Quindi il contatto con un utente e una entry nel proprio database sono oro puro. Sono una merce talmente preziosa che regalare non basta più. Ci sono società che addirittura pagano i loro utenti affinché entrino a fare parte del loro network. E naturalmente siano disposti ad accettare una buona dose di pubblicità. Non solo accesso gratis, dunque, ma una forma di rimborso proporzionale al tempo passato on line o un gettone per ogni e-mail pubblicitaria che viene aperta. E negli USA tutto questo è già molto avanti.

Jeremy RifkinFin dove arriverà tutto questo? Verrà il giorno in cui i provider “regaleranno” case e macchine pur di vendere i servizi ad esse collegati? Ecco l’opinione di Jeremy Rifkin, esperto di economia digitale:
“Nell’era economica dell’accesso a Internet, i mercati vengono sostituiti dalle reti, mentre al posto di venditori e acquirenti abbiamo i server e gli utenti. Perciò il concetto di proprietà è ancora presente, ma non è più oggetto di scambio: i fornitori noleggiano la proprietà oppure la dànno in concessione, e l’utente diventa membro o socio della loro struttura. Nell’età dell’accesso si passa da relazioni di proprietà a relazioni di accesso. Quello di proprietà privata è un concetto troppo ingombrante per questa nuova fase storica dominata dall’ipercapitalismo e dal commercio elettronico, nella quale le attività economiche sono talmente rapide che il possesso diventa una realtà ormai superata”.

Per la verità non tutti sono proprio felici che la Rete favorisca in modo tanto deciso questa libera fruizione di beni e informazioni. Se nell’economia di scala digitale produrre numerosissime copie di un prodotto ha costi sempre minori e in genere distribuirle al minor prezzo possibile, a volte regalarle, conviene, vi sono casi in cui tutto ciò è visto come un’eresia. Il copyright è appunto un sistema per proteggere e sfruttare economicamente ogni singola copia di una canzone o di un libro. Lo scontro tra questi due modelli è feroce, come nel caso della musica in formato mp3, nemico numero uno delle case discografiche, o dei programmi che permettono di duplicare i film su Dvd, fumo negli occhi per le major di Hollywood. Ancora una volta, si sconta il fatto che Internet favorisce modelli in cui il valore commerciale non risiede tanto nella copia di un bene materiale o immateriale, ma nella creazione di una comunità e di un network.
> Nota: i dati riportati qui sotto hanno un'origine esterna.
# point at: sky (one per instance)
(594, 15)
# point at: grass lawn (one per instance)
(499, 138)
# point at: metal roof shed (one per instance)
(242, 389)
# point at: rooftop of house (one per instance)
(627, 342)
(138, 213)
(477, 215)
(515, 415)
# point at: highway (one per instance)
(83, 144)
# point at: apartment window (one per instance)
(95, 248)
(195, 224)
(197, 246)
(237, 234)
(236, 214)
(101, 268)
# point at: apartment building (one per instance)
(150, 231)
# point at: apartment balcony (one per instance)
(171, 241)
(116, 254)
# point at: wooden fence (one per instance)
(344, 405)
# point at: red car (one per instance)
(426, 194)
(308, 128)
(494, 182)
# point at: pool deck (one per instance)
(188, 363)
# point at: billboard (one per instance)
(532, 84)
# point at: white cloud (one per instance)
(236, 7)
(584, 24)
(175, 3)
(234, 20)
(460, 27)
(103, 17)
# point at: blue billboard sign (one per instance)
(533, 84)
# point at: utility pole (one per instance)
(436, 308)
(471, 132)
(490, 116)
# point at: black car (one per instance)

John Perry Barlow, co-fondatore della Electronic Frontier Foundation, ha una opinione molto precisa del valore della libera circolazione dell’informazione:
“Come autore, la cosa migliore che possa capitarmi dal punto di vista economico è che le mie opere vengano ampiamente distribuite grazie all’intervento di altre persone che le duplicano e le diffondono nei loro rispettivi ambienti. Ad esempio il gruppo rock Grateful Dead, di cui ho fatto parte, decise già nei primi anni Settanta di non allontanare dai loro concerti gli spettatori che li registravano. Quei nastri si tramutarono in un potente motore di mercato che fece di noi il complesso più famoso e meglio pagato degli Stati Uniti. Sicché, rinunciando alla proprietà intellettuale avevamo instaurato un rapporto intellettuale economicamente assai più redditizio di quanto non sarebbe stato per noi il modello della proprietà privata. Non è detto che questo sia un caso speciale o unico. Sono convinto che lo stesso principio sia valido praticamente per ogni tipo di attività intellettuale”.